Coastal and Freshwater

Marine mammals

A three-year aerial survey of Hector's dolphins in the South Island revealed new information on their numbers and distribution

More than half of all the known whales, dolphins and porpoises (cetaceans) and seals and sea lions (pinnipeds) species live or migrate through New Zealand coastal waters. Despite this, very little is known about these marine mammals, such as their density and distribution and the impacts on their populations. This lack of knowledge is a concern given that New Zealand's marine mammals have the highest percentage of species under threat (16.7%) after seabirds, due to human-related factors (State of environment report, 2007).
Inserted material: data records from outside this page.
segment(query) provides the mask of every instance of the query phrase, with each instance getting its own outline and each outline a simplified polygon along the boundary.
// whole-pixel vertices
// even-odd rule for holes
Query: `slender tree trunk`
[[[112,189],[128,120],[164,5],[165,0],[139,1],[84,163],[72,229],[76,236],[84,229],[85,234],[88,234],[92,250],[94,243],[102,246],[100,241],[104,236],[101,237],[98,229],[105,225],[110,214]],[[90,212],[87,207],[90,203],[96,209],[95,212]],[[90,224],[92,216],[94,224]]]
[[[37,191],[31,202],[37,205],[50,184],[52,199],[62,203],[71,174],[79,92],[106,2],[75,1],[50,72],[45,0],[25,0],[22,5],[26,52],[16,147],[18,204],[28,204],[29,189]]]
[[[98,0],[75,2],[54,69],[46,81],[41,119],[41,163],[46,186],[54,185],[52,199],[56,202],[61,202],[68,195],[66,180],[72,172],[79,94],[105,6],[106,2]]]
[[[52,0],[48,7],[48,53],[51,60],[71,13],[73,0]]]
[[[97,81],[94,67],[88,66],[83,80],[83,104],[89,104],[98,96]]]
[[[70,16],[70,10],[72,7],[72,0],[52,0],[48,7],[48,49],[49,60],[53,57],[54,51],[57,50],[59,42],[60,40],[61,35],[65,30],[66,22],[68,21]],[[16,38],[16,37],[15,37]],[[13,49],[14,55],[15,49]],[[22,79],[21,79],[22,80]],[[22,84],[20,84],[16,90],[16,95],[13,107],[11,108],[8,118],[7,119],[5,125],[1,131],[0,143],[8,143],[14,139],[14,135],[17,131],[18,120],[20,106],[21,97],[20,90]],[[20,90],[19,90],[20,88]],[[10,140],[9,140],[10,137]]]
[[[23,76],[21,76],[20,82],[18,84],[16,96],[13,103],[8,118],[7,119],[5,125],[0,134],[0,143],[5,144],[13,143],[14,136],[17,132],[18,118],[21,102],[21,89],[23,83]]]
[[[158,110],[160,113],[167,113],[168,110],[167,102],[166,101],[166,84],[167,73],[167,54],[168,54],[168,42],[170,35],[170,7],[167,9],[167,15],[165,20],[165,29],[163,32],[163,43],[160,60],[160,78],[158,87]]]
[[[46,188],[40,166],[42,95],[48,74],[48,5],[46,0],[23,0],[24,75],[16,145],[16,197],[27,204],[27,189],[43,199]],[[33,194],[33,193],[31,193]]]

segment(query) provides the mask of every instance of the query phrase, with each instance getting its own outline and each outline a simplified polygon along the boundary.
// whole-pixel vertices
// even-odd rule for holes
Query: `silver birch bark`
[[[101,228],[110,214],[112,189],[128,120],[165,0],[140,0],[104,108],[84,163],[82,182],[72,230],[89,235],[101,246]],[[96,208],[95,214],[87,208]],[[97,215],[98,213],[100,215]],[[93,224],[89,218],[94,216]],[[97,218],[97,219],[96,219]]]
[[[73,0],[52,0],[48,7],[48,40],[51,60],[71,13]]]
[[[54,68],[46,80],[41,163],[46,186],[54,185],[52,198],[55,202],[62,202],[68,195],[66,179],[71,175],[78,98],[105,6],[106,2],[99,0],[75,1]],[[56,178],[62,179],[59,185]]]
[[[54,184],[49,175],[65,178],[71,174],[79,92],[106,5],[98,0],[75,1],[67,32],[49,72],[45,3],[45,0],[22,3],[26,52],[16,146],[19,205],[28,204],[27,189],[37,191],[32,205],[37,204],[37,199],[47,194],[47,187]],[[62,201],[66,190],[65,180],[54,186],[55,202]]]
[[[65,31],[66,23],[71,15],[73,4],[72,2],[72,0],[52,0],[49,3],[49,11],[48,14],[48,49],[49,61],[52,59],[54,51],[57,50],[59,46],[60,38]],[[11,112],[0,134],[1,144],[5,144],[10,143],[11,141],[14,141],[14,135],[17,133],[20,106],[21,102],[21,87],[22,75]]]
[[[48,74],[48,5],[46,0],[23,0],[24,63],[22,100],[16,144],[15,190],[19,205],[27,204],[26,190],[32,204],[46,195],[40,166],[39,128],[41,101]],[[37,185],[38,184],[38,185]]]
Modern anthropogenic activities that are likely to affect marine mammals include:

  • Coastal development (port and harbour development, dredging, coastal reclamation, marine energy generation)
  • Coastal and offshore aquaculture
  • Coastal pollution (wastewater discharge, land development)
  • Marine traffic (boat strikes, acoustic disturbance from underwater noise)
  • Marine tourism
  • Fishing (incidental bycatch, direct/indirect ecosystem effects)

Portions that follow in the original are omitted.